Enfin, le programme FPS plaide pour des approches de la sécurité humaine axées sur les personnes et intégrant la dimension de genre. S’il est un temps où de telles approches sont nécessaires, c’est bien aujourd’hui. La crise liée à la COVID-19 change la donne dans le débat sur les menaces émergentes pour la sécurité et, à l’instar de l’action FPS, remet en question les concepts traditionnels de sécurité individuelle, de sécurité étatique et de sécurité nationale. Elles mettent toutes deux en évidence la nécessité d’envisager de nouvelles approches de la sécurité, mais aussi de faire évoluer les priorités, la répartition des ressources et l’éventail des compétences disponibles de manière à inscrire tant les besoins des femmes que ceux des hommes au cœur du concept de sécurité, tel qu’appréhendé dans chaque société.
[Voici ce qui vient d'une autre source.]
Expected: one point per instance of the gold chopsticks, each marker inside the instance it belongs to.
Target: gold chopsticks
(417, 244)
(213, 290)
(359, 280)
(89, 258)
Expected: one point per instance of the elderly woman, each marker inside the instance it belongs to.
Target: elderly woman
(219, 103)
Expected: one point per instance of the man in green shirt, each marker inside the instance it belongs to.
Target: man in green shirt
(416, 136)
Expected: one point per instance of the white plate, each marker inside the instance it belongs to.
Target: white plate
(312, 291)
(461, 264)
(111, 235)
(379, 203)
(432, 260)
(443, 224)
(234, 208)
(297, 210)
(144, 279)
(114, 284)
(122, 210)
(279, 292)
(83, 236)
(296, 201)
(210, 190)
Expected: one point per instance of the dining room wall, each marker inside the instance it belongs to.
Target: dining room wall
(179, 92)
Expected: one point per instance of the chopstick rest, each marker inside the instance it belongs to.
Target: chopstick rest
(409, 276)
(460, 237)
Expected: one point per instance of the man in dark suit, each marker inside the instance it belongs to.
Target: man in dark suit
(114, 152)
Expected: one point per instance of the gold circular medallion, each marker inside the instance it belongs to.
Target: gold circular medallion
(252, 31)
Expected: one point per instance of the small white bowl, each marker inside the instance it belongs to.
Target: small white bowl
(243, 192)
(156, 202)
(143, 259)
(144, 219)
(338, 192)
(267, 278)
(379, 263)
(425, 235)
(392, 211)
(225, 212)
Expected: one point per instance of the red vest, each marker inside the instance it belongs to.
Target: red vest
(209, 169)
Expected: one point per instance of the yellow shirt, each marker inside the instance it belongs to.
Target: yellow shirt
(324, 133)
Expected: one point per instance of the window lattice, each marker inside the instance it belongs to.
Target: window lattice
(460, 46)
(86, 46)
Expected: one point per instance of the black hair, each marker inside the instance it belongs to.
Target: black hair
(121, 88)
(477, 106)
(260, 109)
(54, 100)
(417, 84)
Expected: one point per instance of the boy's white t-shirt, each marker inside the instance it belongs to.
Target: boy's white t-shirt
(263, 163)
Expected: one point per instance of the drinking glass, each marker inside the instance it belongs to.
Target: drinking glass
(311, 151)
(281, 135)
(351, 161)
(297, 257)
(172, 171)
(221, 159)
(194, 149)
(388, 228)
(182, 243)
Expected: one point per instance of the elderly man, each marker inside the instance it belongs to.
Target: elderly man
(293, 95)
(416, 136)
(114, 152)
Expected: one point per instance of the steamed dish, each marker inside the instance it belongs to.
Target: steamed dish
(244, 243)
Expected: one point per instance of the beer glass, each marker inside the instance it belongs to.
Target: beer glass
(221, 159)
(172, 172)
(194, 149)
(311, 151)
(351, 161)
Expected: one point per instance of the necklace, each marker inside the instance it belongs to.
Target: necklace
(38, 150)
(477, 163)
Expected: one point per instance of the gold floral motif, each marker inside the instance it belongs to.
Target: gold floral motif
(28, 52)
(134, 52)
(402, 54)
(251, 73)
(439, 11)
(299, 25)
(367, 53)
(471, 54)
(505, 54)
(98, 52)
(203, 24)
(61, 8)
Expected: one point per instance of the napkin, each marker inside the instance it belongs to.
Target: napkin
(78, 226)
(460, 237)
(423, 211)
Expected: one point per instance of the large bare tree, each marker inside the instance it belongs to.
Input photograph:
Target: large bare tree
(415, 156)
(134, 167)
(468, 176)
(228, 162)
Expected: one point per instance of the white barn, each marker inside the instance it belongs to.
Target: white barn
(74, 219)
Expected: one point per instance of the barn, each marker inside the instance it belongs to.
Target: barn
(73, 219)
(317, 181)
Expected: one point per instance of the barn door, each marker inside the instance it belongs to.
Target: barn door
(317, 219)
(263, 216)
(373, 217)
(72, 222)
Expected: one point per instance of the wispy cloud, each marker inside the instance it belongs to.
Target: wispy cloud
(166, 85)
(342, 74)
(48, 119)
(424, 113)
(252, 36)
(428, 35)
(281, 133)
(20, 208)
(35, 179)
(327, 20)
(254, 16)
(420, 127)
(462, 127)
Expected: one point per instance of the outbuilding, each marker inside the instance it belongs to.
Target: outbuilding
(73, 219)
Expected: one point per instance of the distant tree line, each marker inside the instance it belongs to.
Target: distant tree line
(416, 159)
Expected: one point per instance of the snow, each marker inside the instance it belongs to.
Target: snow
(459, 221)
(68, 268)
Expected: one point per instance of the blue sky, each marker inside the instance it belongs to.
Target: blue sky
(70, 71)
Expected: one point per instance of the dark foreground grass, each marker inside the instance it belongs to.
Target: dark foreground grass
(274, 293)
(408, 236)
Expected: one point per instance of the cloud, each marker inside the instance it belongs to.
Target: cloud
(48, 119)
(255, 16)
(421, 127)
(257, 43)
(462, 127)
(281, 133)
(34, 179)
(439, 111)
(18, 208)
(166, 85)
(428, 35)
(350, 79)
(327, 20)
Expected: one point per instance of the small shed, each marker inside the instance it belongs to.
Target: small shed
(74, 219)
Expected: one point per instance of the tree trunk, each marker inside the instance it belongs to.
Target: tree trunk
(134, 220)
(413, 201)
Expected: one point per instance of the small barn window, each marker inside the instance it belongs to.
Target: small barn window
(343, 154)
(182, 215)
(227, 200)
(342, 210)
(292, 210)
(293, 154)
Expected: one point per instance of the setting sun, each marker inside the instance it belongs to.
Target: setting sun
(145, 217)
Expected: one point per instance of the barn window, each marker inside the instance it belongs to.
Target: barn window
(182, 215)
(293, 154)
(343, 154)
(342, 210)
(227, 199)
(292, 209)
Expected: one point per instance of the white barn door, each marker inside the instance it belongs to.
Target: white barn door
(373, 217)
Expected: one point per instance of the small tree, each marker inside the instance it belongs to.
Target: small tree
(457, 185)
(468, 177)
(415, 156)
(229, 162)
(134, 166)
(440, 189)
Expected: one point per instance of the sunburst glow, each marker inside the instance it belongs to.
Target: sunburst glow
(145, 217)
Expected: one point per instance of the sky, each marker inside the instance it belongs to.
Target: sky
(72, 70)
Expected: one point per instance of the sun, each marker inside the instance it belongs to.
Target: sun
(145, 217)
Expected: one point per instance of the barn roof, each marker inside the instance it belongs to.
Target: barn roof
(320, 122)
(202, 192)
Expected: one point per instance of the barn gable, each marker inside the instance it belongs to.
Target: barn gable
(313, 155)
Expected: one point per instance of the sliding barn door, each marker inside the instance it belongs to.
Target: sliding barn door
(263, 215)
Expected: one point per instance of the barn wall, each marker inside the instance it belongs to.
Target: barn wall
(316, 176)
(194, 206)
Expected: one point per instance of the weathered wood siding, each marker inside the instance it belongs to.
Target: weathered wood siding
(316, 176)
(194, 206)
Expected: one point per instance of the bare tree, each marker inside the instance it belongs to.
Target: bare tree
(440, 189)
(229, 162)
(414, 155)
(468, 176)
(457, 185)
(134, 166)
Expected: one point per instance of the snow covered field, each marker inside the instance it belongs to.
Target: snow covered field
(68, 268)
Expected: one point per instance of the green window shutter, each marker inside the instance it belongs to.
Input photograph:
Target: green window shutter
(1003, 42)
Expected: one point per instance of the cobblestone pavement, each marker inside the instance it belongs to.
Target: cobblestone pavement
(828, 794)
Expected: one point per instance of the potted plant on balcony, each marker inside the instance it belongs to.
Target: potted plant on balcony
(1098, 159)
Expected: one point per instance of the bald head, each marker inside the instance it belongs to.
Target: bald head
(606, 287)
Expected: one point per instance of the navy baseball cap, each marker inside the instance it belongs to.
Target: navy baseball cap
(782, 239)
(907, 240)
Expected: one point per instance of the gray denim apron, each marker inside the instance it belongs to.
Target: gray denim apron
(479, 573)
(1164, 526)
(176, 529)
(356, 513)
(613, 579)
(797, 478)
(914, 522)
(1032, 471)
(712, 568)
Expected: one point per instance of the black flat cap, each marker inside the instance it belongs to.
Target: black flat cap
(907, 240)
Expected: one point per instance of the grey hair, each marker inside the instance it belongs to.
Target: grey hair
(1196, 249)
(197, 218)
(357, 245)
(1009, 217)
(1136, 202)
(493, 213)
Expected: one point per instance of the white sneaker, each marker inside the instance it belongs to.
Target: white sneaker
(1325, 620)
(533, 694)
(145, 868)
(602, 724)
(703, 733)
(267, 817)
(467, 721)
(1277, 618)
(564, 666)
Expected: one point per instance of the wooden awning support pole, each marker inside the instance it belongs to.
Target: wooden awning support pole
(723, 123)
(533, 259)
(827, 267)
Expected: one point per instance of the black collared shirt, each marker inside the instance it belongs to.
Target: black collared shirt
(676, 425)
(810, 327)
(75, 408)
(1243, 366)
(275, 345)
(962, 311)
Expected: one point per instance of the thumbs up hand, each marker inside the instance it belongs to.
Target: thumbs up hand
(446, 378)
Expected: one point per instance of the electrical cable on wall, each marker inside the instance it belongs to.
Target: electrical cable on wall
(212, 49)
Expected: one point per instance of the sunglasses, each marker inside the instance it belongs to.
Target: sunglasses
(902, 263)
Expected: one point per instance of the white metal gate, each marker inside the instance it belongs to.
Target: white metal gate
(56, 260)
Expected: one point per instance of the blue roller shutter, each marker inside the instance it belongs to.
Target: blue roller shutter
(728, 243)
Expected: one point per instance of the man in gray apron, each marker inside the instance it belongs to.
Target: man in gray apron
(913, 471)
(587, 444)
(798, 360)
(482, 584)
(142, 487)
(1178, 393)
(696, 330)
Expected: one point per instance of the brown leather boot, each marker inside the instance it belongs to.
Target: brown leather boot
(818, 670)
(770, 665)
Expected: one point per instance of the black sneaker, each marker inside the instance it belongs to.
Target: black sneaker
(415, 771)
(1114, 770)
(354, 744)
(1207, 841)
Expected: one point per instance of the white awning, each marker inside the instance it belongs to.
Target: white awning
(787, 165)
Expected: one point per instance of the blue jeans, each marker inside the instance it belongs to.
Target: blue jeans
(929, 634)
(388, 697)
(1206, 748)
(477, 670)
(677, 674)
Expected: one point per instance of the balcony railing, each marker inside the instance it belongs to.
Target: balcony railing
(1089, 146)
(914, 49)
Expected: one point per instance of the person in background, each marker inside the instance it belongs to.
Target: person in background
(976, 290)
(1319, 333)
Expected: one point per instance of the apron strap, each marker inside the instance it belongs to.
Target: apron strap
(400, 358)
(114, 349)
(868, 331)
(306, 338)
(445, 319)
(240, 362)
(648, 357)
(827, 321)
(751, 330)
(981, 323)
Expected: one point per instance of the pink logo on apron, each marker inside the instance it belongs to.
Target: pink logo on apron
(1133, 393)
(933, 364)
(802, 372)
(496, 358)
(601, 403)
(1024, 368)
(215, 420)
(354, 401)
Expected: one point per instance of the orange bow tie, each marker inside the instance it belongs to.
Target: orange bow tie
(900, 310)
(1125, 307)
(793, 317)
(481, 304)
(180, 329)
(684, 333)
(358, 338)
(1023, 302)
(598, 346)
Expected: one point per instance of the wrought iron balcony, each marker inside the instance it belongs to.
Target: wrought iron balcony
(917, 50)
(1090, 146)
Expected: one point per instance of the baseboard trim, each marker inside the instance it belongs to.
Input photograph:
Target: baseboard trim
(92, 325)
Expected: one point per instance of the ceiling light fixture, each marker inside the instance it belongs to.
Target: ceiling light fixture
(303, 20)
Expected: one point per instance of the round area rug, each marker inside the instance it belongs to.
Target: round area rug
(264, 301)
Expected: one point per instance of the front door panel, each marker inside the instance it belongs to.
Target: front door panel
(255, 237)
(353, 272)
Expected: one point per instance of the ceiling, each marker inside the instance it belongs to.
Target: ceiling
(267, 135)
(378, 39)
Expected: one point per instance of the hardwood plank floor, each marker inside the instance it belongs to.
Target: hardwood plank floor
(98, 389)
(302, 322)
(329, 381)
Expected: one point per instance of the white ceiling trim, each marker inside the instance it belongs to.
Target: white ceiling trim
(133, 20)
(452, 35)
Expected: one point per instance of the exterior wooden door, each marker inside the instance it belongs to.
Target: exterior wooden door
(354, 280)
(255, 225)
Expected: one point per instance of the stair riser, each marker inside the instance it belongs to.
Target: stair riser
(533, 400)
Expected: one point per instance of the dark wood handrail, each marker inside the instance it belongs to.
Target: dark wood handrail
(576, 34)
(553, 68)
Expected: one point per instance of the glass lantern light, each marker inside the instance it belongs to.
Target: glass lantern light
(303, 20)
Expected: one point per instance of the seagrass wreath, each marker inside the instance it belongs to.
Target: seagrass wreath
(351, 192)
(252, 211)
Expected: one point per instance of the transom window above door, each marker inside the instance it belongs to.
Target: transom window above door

L’année 2020 est une année phare pour le programme FPS : riche de grands moments à célébrer, elle donne matière à réflexion. Parmi ces temps forts figure le 20e anniversaire de l’adoption par le Conseil de sécurité de l’ONU de la résolution 1325, la première d’une série de résolutions qui placent les femmes au centre de l’action mondiale pour la paix et la sécurité. La communauté internationale commémorera également le 25e anniversaire de la quatrième Conférence mondiale sur les femmes et de l’adoption de la déclaration et du programme d’action de Beijing (1995). À tous points de vue, il s’agit d’une année charnière qui permettra d’accélérer la concrétisation de l’égalité des genres et l’autonomisation de toutes les femmes et filles dans le monde entier. Même si la plupart des activités prévues cette année ont été reportées ou annulées, la pandémie de COVID-19, et les nouvelles réalités quelle augure, susciteront peut-être une plus grande prise de conscience de l’importance cruciale que revêt le programme FPS.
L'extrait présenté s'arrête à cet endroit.